Reality Show Writers Claim Exploitation
Stepping up its organizing campaign against reality TV producers, the union representing Hollywood writers Thursday unveiled a lawsuit filed by a dozen scribes who alleged that they were denied overtime and meal breaks and ordered to falsify time cards.
The lawsuit, filed in Los Angeles County Superior Court, seeks class-action status. It is the latest effort by the Writers Guild of America, West, to keep up the pressure on production companies and networks involved in the burgeoning reality TV arena.
“These violations of California law are no mere accounting errors,” said Daniel Petrie Jr., president of the WGA, West. “They are deliberately designed to deny these writers the basic rights and legal protections.”
The 12 writers allege that the violations took place on eight shows, including “The Bachelor” “The Bachelorette,” “Are You Hot?” and “The Real Gilligan’s Island.”
Named as defendants were networks airing the shows -- ABC, CBS, TBS and the WB -- along with production companies Next Entertainment, Telepictures Productions, Syndicated Productions and Dawn Syndicated Productions.

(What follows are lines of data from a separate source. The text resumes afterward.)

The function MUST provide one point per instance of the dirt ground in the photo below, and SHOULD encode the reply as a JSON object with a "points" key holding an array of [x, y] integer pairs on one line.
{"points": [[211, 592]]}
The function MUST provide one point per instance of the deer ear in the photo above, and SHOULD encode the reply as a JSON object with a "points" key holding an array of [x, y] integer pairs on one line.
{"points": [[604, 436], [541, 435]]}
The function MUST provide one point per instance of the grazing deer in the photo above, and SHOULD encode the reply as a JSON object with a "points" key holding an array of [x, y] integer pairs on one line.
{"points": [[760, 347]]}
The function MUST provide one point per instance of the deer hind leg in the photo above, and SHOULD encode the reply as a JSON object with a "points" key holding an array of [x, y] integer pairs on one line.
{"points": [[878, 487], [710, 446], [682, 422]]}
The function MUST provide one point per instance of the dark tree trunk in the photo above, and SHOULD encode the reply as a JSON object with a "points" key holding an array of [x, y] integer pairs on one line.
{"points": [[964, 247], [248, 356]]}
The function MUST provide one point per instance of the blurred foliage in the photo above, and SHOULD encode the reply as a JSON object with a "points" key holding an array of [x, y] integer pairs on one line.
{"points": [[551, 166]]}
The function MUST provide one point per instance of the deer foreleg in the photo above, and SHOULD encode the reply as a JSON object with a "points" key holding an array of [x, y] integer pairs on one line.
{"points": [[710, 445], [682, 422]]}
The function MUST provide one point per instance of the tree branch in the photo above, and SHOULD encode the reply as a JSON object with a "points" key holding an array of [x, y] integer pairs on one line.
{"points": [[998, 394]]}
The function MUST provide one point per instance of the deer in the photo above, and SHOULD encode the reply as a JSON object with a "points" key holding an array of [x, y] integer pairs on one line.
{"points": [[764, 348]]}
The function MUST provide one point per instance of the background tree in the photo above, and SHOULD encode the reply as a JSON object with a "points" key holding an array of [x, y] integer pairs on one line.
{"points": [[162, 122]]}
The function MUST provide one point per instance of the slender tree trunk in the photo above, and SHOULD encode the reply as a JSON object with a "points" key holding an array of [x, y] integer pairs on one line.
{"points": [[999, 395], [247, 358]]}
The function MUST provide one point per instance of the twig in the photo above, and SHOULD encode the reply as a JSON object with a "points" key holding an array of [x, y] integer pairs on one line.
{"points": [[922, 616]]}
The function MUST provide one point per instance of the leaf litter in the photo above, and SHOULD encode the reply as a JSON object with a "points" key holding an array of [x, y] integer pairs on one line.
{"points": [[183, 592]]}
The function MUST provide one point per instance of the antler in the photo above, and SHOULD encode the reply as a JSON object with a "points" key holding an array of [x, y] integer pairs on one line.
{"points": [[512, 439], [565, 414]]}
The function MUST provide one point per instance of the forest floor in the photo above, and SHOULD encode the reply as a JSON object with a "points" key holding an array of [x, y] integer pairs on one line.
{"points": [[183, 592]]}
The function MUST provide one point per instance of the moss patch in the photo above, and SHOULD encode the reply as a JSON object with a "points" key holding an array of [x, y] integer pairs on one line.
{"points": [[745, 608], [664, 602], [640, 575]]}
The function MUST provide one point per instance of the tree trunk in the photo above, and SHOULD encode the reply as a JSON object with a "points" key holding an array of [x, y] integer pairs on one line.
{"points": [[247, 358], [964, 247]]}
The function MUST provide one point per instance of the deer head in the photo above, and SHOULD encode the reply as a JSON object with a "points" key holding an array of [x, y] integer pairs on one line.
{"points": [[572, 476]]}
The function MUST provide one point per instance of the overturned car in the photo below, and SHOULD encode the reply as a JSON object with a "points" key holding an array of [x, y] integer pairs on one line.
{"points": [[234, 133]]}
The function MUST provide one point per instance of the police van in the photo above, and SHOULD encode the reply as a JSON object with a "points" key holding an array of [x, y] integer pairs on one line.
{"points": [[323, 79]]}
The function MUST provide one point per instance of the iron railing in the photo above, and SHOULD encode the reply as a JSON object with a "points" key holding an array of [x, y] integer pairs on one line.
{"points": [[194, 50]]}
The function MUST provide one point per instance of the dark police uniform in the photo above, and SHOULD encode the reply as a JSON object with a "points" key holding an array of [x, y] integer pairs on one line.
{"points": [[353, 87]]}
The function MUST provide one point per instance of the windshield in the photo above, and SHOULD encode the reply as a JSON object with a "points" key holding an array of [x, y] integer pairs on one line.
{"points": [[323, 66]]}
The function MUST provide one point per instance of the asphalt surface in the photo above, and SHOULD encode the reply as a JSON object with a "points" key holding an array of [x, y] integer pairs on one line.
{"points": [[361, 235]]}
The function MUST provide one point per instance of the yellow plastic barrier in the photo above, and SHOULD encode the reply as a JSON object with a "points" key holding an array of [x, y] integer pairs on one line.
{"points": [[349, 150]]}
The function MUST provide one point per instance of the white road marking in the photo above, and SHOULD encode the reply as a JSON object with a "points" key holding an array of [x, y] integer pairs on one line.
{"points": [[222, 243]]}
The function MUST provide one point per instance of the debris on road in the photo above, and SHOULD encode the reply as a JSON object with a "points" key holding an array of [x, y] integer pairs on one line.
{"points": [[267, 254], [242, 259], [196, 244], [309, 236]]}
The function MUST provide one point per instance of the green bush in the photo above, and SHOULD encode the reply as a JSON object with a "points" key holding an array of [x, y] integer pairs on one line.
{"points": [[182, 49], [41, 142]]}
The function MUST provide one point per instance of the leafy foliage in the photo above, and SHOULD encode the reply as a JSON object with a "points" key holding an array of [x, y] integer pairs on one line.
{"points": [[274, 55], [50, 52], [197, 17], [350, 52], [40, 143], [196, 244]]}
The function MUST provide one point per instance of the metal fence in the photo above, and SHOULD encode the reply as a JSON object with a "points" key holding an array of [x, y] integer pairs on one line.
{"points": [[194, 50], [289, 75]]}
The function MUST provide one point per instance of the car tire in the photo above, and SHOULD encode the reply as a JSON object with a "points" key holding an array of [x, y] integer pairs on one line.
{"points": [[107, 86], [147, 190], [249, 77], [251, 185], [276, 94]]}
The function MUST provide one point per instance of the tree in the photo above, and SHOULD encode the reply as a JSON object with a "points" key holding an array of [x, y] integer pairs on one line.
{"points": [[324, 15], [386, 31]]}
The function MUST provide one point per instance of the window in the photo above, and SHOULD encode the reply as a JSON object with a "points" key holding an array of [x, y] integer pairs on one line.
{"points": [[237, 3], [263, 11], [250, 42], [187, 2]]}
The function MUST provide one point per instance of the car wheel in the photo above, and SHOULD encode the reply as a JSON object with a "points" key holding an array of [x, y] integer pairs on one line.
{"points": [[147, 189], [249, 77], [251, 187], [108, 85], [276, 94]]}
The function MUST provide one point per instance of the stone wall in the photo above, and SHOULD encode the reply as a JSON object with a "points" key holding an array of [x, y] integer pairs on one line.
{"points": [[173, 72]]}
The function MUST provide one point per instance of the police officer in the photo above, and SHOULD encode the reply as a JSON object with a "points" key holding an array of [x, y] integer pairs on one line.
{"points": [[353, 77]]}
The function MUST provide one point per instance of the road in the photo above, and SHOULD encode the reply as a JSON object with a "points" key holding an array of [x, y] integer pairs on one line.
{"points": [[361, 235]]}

The defendants would not comment on the lawsuit, nor would Alliance of Motion Picture and Television Producers President J. Nicholas Counter, who is the industry’s chief labor negotiator. Although he declined to comment on the complaint, an ABC spokesman said, “We believe ABC is in compliance with all applicable laws.”
Writer Harmon Sharp said he never received any overtime pay as a story producer on “The Bachelor” or “The Real Gilligan’s Island,” even though he routinely worked 60 hours a week.
Sharp said he was paid a flat weekly rate of $2,000 regardless of how many hours he worked, including putting in 12- to 18-hour days.
“We were asked to work whatever it took, without any conversation,” he said. “This is just a perfect example of how we’re being exploited.”
Last month, the guild went public with its organizing drive, announcing that more than 75% of writers on TV reality shows had signed cards asking to be represented by the union.
In their organizing drive, WGA officials are seeking to broadly define as reality TV storytellers such jobs as editors. In reality TV, the work of editors is considered crucial because they craft coherent, dramatic story lines from raw footage.
That effort by the WGA has sparked a potential turf war with the International Alliance of Theatrical Stage Employees, an umbrella labor group that includes editors.
Although he acknowledged the concern, Petrie downplayed the possibility of a jurisdictional fight. “We have no desire whatsoever to be in conflict with other unions and would be more than happy to cooperate,” he said.
WGA officials contend that because writers are deeply involved in lucrative game shows -- working behind the scenes to craft game formats, coach contestants and create dramatic story lines -- they should get pay and benefits similar to those of writers on conventional programs.
Industry representatives, however, dispute allegations that workers are subject to sweatshop conditions and argue that writing for a reality show isn’t tantamount to working on a scripted program.